Poi fummo minacciati di essere caricati e decidemmo di lasciare la piazza per evitare scontri, lasciando il sindacato al suo vergognoso silenzio. Lo stato maggiore dei tre sindacati confederali, quel giorno e per i giorni a seguire, non si è mai interessato di quello che avevamo da dire. Si è limitato a chiamarci delinquenti, a voltarci le spalle come sempre.
Tutti noi Liberi e Pensanti, da quel giorno eravamo consapevoli che la vendetta del sistema non si sarebbe fatta attendere, e così è stato.

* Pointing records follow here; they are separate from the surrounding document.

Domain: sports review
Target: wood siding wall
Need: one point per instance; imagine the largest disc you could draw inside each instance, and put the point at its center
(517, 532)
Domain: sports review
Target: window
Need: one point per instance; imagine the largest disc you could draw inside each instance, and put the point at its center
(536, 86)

A febbraio 2013 è cominciata la mia condizione di emarginato; per anni sono stato confinato senza svolgere attività, il tutto con la complicità del sindacato.
Col passare del tempo sono arrivato ad odiare il mio lavoro e dal momento che in fabbrica mi sentivo inutile ho maturato la sofferta decisione di lasciare il siderurgico.
Inoltre vivere ancora di ammortizzatori sociali era diventato straziante, sia economicamente che moralmente. E per me lo sarebbe stato ancora di più sapendo che la mia unica speranza sarebbe stata essere riassunto da Mittal. In questi anni ho atteso veramente un governo capace di risolvere il ricatto salute/lavoro che soffoca questa città e le maestranze, ovvero liberarci dalle fonti inquinanti creando alternative di lavoro.
Non nascondo che mi ero illuso che il MoVimento 5 Stelle potesse essere quel governo, ma è già da tempo che mi sono ricreduto, nessun cambiamento, siete uguali ai governi precedenti.
Ho realizzato inoltre che se aspetto ancora potrebbe essere troppo tardi e quindi, in società con un mio collega e amico Marco Tomasicchio, abbiamo deciso di investire l’incentivo dell’esodo nella nostra città per crearci da noi quella alternativa di lavoro che lo Stato italiano non è capace di mettere in pratica.
Con Marco abbiamo ritenuto più sicuro investire nella nostra città e rischiare il tutto e per tutto e, pur sapendo che qui da noi c’è una profonda crisi, tenteremo di riaprire un locale storico chiuso da molto tempo. Abbiamo già avviato il progetto e spero presto, riapriremo l’ex bar pasticceria “Principe” di via De Cesare trasformandolo in una gastronomia artigianale nella quale valorizzeremo i prodotti locali.
Abbiamo trovato anche un nome appropriato: lo chiameremo “A CASA VOSTRA” perché sono anni che sentiamo dire che “se chiude l’Ilva veniamo a mangiare a casa vostra” e quindi vi aspettiamo.
Per concludere… l’Apecar da quel 2 agosto 2012 è il nostro simbolo e non si è mai fermato. Questo concerto libero e pensante ha tutti i valori e gli ideali che quel piccolo mezzo trasporta da allora. Qui non si devono ringraziare partiti o sindacati per i finanziamenti che cuciono le bocche, qui si finanzia tutto dal basso. Oltre gli Artisti, i che ci sostiene, voglio ringraziare in particolar modo i mie fratelli che da giorni stanno lavorando per dare a questo territorio una delle poche occasioni di riscatto.
Grazie ragazzi, grazie liberi e pensanti. Taranto libera.